Emerging market beer drinkers driving SABMiller’s growth

by | November 21, 2013 1:02 pm

SABMiller, the world’s second-largest brewer, said emerging markets would continue to drive sales and earnings while European and North American consumers drink less beer.

Other companies including Unilever and Diageo have reported a slowdown in emerging markets such as China and Brazil but SABMiller said it was upbeat on the outlook for Latin America, Africa and Asia.

The maker of Peroni, Grolsch and Miller Lite cited particular strength in Ghana, Nigeria, Tanzania and Zambia where urban populations are growing and trading up to branded beer from home-brewed alcohol.

“Amid widespread concerns around slowing economies, particularly in emerging markets, we believe that the underlying fundamentals of our key developing markets remain in tact,” SABMiller Chief Executive Officer Alan Clark said on Thursday.

The maker of Peroni, Grolsch and Miller Lite cited particular strength in Ghana, Nigeria, Tanzania and Zambia

The maker of Peroni, Grolsch and Miller Lite cited particular strength in Ghana, Nigeria, Tanzania and Zambia

“This includes growth drivers such as growing population, increasing urbanization, progressively aspirational consumers and opportunities to gain market share from the illicit trade.”

 The brewer has leading positions in Africa, China and the Andean region of Latin America, Reuters reports.
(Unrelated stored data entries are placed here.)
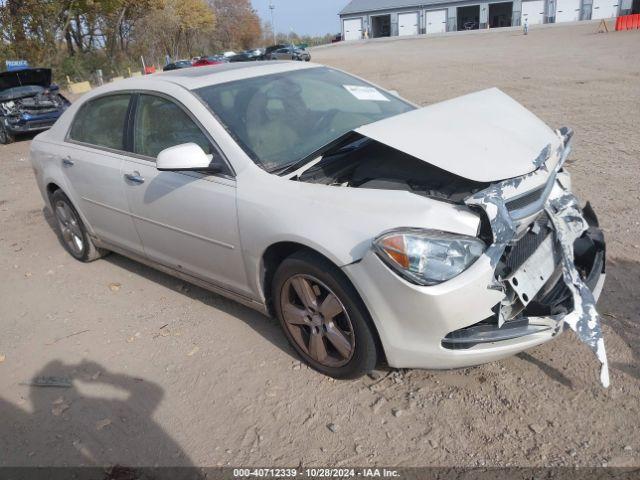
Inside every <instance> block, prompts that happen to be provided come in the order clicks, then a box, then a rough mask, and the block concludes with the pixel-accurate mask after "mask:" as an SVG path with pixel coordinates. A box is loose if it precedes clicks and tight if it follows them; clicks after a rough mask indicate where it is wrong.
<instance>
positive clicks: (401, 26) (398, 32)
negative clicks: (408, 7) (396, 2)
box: [398, 12, 418, 37]
mask: <svg viewBox="0 0 640 480" xmlns="http://www.w3.org/2000/svg"><path fill="white" fill-rule="evenodd" d="M417 34H418V12H413V13H399V14H398V35H400V36H401V37H402V36H404V35H417Z"/></svg>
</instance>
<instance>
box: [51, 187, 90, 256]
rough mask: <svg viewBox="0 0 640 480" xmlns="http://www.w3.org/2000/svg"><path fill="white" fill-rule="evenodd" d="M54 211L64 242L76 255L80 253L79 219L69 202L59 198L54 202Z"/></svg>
mask: <svg viewBox="0 0 640 480" xmlns="http://www.w3.org/2000/svg"><path fill="white" fill-rule="evenodd" d="M55 212H56V219H57V220H58V225H59V226H60V232H61V233H62V239H63V240H64V242H65V244H66V245H67V247H69V249H70V250H71V251H72V252H73V253H75V254H76V255H78V256H80V255H82V252H83V250H84V240H83V239H84V236H83V234H82V229H81V228H80V219H79V218H78V216H77V215H76V213H75V212H74V211H73V210H72V209H71V207H70V206H69V204H68V203H67V202H64V201H61V200H59V201H57V202H56V205H55Z"/></svg>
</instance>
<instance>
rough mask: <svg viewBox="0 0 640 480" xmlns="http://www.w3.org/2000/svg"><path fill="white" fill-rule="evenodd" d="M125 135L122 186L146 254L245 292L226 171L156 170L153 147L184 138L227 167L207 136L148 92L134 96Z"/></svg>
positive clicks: (180, 108) (205, 278)
mask: <svg viewBox="0 0 640 480" xmlns="http://www.w3.org/2000/svg"><path fill="white" fill-rule="evenodd" d="M131 137H132V138H131V140H132V148H133V154H134V156H132V157H130V158H129V159H128V160H127V161H125V165H124V174H125V176H126V177H127V181H126V183H125V191H126V198H127V200H128V202H129V208H130V210H131V214H132V216H133V219H134V223H135V225H136V228H137V230H138V232H139V234H140V238H141V240H142V245H143V247H144V251H145V254H146V255H147V256H148V257H149V258H151V259H152V260H154V261H156V262H158V263H161V264H163V265H164V266H166V267H169V268H171V269H173V270H175V271H178V272H181V273H186V274H188V275H192V276H195V277H198V278H201V279H204V280H206V281H208V282H211V283H214V284H216V285H217V286H219V287H223V288H227V289H228V290H231V291H233V292H235V293H240V294H242V293H246V292H248V289H247V281H246V274H245V268H244V262H243V258H242V253H241V246H240V235H239V232H238V218H237V211H236V182H235V180H234V178H233V176H232V172H231V169H230V168H229V167H225V168H226V170H225V171H224V172H223V173H220V174H215V175H211V174H207V173H206V172H161V171H158V170H157V169H156V163H155V161H156V157H157V155H158V153H160V151H162V150H164V149H165V148H169V147H172V146H175V145H180V144H183V143H188V142H194V143H196V144H198V145H200V146H201V147H202V149H203V150H204V151H205V152H206V153H207V154H210V155H211V156H212V161H213V162H216V163H217V164H222V165H226V163H225V160H224V158H223V155H222V153H221V152H220V150H219V149H218V148H217V147H216V146H215V144H214V142H213V140H212V139H211V138H210V137H209V135H208V134H207V133H206V132H204V130H203V128H202V127H201V126H200V124H199V123H198V121H197V120H196V119H195V117H194V116H193V115H192V114H191V113H190V112H189V111H188V110H187V109H186V108H185V107H183V106H182V104H180V103H178V102H177V101H175V100H174V99H172V98H170V97H167V96H163V95H161V94H157V93H152V92H149V93H141V94H140V95H139V96H138V97H137V100H136V107H135V113H134V115H133V119H132V136H131Z"/></svg>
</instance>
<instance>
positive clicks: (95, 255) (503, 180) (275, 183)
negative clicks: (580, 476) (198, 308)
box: [31, 62, 605, 378]
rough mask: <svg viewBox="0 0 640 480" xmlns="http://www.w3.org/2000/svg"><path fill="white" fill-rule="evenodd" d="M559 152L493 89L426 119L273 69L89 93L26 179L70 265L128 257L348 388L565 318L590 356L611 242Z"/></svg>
mask: <svg viewBox="0 0 640 480" xmlns="http://www.w3.org/2000/svg"><path fill="white" fill-rule="evenodd" d="M571 138H572V132H571V131H570V130H569V129H565V128H563V129H559V130H552V129H551V128H549V127H548V126H547V125H545V124H544V123H543V122H542V121H541V120H540V119H539V118H537V117H536V116H535V115H534V114H533V113H531V112H530V111H528V110H527V109H526V108H524V107H523V106H522V105H520V104H519V103H517V102H516V101H515V100H513V99H512V98H510V97H509V96H507V95H506V94H504V93H502V92H501V91H499V90H497V89H489V90H484V91H481V92H476V93H472V94H469V95H465V96H462V97H458V98H454V99H452V100H447V101H445V102H441V103H437V104H434V105H429V106H426V107H423V108H419V107H417V106H416V105H413V104H411V103H410V102H407V101H405V100H403V99H402V98H400V97H398V95H396V94H394V93H391V92H388V91H386V90H384V89H382V88H379V87H377V86H375V85H372V84H370V83H367V82H366V81H364V80H361V79H359V78H356V77H354V76H351V75H349V74H347V73H344V72H341V71H338V70H335V69H332V68H327V67H323V66H319V65H311V64H300V63H297V62H282V63H280V64H269V63H266V62H265V63H260V64H245V65H243V64H236V65H233V66H232V65H222V66H220V67H218V68H215V69H210V70H208V71H207V72H201V71H197V70H195V69H183V70H177V71H173V72H167V73H165V74H162V75H157V76H154V77H146V78H145V77H143V78H131V79H125V80H122V81H119V82H117V83H112V84H108V85H105V86H102V87H99V88H97V89H95V90H93V91H92V92H90V93H87V94H86V95H84V96H83V97H82V98H80V99H79V100H78V101H77V102H74V103H73V105H72V106H71V107H70V108H69V109H68V110H67V111H66V112H65V114H64V115H63V117H62V118H61V119H60V120H59V121H58V122H57V123H56V124H55V125H54V127H53V128H52V129H51V130H49V131H47V132H44V133H42V134H40V135H39V136H37V137H36V138H35V140H34V141H33V142H32V145H31V162H32V165H33V168H34V171H35V179H36V181H37V184H38V187H39V189H40V192H41V194H42V197H43V199H44V201H45V203H46V205H48V206H49V207H50V208H51V209H52V211H53V212H54V215H55V222H56V224H57V228H58V231H59V234H60V238H61V240H62V244H63V245H64V247H65V248H66V249H67V251H68V252H69V254H70V255H72V256H73V257H74V258H76V259H78V260H80V261H91V260H95V259H97V258H99V257H100V256H102V255H104V254H105V253H106V252H107V251H109V250H111V251H115V252H120V253H122V254H124V255H126V256H129V257H131V258H134V259H136V260H138V261H141V262H143V263H146V264H149V265H152V266H154V267H156V268H158V269H160V270H162V271H165V272H167V273H170V274H172V275H174V276H176V277H179V278H182V279H183V280H186V281H189V282H192V283H196V284H198V285H200V286H202V287H205V288H208V289H210V290H212V291H215V292H218V293H220V294H222V295H225V296H227V297H230V298H233V299H235V300H237V301H239V302H241V303H243V304H245V305H248V306H250V307H252V308H255V309H257V310H259V311H261V312H263V313H265V314H267V313H269V314H273V315H275V316H276V317H277V318H278V319H279V321H280V324H281V325H282V328H283V331H284V334H285V335H286V337H287V339H288V340H289V342H290V343H291V345H292V346H293V348H294V349H295V350H296V351H297V352H298V354H299V355H300V356H301V357H302V358H303V359H304V360H305V361H306V362H307V363H308V364H309V365H311V366H312V367H313V368H315V369H317V370H318V371H320V372H323V373H324V374H326V375H331V376H334V377H337V378H346V377H356V376H359V375H361V374H363V373H365V372H367V371H369V370H371V369H372V368H374V367H375V365H376V363H377V361H378V360H382V359H384V360H386V362H387V363H388V364H389V365H390V366H392V367H397V368H414V367H420V368H457V367H465V366H471V365H477V364H480V363H484V362H489V361H494V360H497V359H500V358H504V357H506V356H508V355H513V354H515V353H518V352H520V351H522V350H525V349H528V348H531V347H534V346H536V345H540V344H542V343H544V342H547V341H549V340H551V339H553V338H555V337H556V336H558V335H559V334H560V333H561V332H562V330H563V329H564V326H565V323H564V319H565V318H568V319H573V321H574V322H577V323H576V324H575V325H577V327H576V328H575V329H576V330H577V332H578V334H579V335H580V338H582V339H583V341H585V342H587V343H589V344H590V345H595V344H596V343H597V344H600V343H602V338H601V331H600V327H599V325H600V324H599V322H598V317H597V314H596V313H595V299H597V297H598V295H599V293H600V291H601V290H602V285H603V282H604V278H605V274H604V265H605V253H604V252H605V243H604V237H603V235H602V231H601V230H600V229H599V228H598V224H597V219H596V217H595V213H594V212H593V210H592V209H591V207H589V205H588V204H587V207H585V208H584V209H581V208H580V206H579V203H578V201H577V199H576V198H575V197H574V196H573V194H572V193H571V178H570V176H569V173H568V172H567V170H566V166H565V160H566V158H567V155H568V154H569V152H570V149H571V145H570V142H571ZM568 315H570V317H567V316H568ZM594 315H595V317H594ZM567 323H568V322H567ZM572 328H573V327H572ZM585 338H586V340H584V339H585ZM602 345H604V343H602ZM602 353H603V355H604V352H602Z"/></svg>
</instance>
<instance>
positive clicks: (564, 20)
mask: <svg viewBox="0 0 640 480" xmlns="http://www.w3.org/2000/svg"><path fill="white" fill-rule="evenodd" d="M578 20H580V0H558V1H557V2H556V23H560V22H577V21H578Z"/></svg>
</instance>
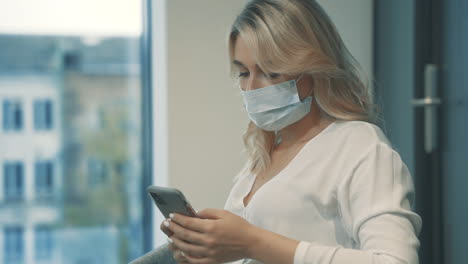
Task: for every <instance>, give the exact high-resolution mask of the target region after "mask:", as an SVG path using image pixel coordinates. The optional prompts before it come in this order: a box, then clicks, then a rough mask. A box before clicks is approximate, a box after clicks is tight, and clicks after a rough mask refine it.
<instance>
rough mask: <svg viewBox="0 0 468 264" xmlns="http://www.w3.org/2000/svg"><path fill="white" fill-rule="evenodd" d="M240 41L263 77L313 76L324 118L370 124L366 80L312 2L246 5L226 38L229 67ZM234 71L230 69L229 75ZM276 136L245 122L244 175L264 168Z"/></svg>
mask: <svg viewBox="0 0 468 264" xmlns="http://www.w3.org/2000/svg"><path fill="white" fill-rule="evenodd" d="M239 36H242V39H243V40H244V42H245V43H246V45H247V46H248V47H249V49H250V51H251V52H252V55H253V56H254V59H255V61H256V62H257V64H258V66H259V67H260V69H261V70H262V71H263V72H265V73H282V74H290V75H296V74H299V73H304V74H308V75H310V76H312V78H313V83H314V87H313V89H314V100H315V103H316V104H315V105H316V106H317V107H318V108H319V110H320V112H321V114H322V116H324V117H325V118H328V119H332V120H362V121H367V122H374V121H375V119H376V116H375V114H374V113H375V111H374V108H375V107H374V103H373V94H372V90H371V89H370V88H369V85H368V82H367V81H365V80H367V78H366V77H365V74H364V73H363V71H362V70H361V68H360V66H359V64H358V62H357V61H356V59H355V58H354V57H353V56H352V55H351V53H350V52H349V51H348V49H347V48H346V47H345V45H344V43H343V40H342V39H341V37H340V36H339V34H338V31H337V29H336V27H335V25H334V24H333V22H332V21H331V19H330V18H329V17H328V15H327V14H326V13H325V11H324V10H323V9H322V7H321V6H320V5H319V4H318V3H317V2H316V1H315V0H251V1H249V2H248V3H247V5H246V6H245V7H244V9H243V10H242V12H241V13H240V14H239V15H238V16H237V18H236V20H235V21H234V23H233V25H232V28H231V32H230V34H229V42H228V45H229V55H230V59H231V63H232V62H233V60H234V50H235V47H234V46H235V43H236V40H237V38H238V37H239ZM234 68H235V67H233V64H231V73H232V74H235V70H234ZM233 76H234V75H233ZM276 137H277V134H276V133H275V132H269V131H265V130H263V129H260V128H258V127H257V126H256V125H255V124H254V123H253V122H250V123H249V125H248V128H247V131H246V132H245V134H244V136H243V140H244V145H245V149H246V151H247V154H248V163H247V166H246V168H245V170H248V171H251V172H258V171H260V170H263V169H266V168H267V167H268V166H269V164H270V162H271V160H270V153H271V150H272V149H273V147H274V146H275V143H276V141H277V138H276Z"/></svg>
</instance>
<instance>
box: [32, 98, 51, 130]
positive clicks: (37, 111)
mask: <svg viewBox="0 0 468 264" xmlns="http://www.w3.org/2000/svg"><path fill="white" fill-rule="evenodd" d="M52 127H53V103H52V100H48V99H46V100H35V101H34V128H35V129H36V130H50V129H52Z"/></svg>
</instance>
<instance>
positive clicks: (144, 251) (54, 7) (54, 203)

Strength in those places helped SABMiller report a 7 percent rise in earnings before interest, taxes, depreciation and amortization, reaching $3.27 billion in the six months ended 30 September. That was ahead of analysts’ average estimate of $3.22 billion, according to a company-supplied consensus.

Lager sales by volume rose 1 percent. Volume gains of 9 percent in Africa, 4 percent in Asia Pacific and 1 percent in Latin America were tempered by declines of 4 percent in Europe and 3 percent in North America.

Africa has become a key battleground for alcoholic drink makers. Diageo has stepped up investments there, recently buying breweries in Tanzania and Ethiopia, and is on the hunt for more.

“Looking forward to the second half of the year, we expect trading conditions to remain broadly unchanged, with volume growth continuing to be driven by emerging markets,” Clark said.


Slow economic growth in Europe and the United States has hurt household budgets, meaning consumers have either cut back on beer drinking or tried to buy it more cheaply.

 In Europe EBITDA fell 8 percent and SABMiller highlighted falling sales volumes in Poland and the Czech Republic.

“Europe is trading below our expectations,” Chief Financial Officer Jamie Wilson said, noting that the region has been tough for a number of quarters. “We see the economies there continuing to perform sluggishly, so that is not a surprise to us.”

 Shares of the company, which had fallen nearly 10 percent in the past six months, were up 0.5 percent at 3250 pence at 1030 GMT on Thursday.

“Without meaningful change in the macro outlook, we see little reason to become more positive on the stock,” said Liberum Capital in a research note.

Through a decade of heavy consolidation, four big brewers — Anheuser-Busch InBev, SABMiller, Heineken and Carlsberg — already make half the world’s beer.

As virgin ground shrinks, speculation has grown that SABMiller itself could be acquired.

Asked whether consolidation in the beer sector was finished, Clark said: “We don’t think that age or that era is over in the brewing industry.”

Earnings on a per-share basis were $1.20 in the first half of the year, slightly below analysts’ average estimate of $1.21.

Overall, net producer revenue, which excludes excise and similar taxes, was $13.79 billion, in line with estimates.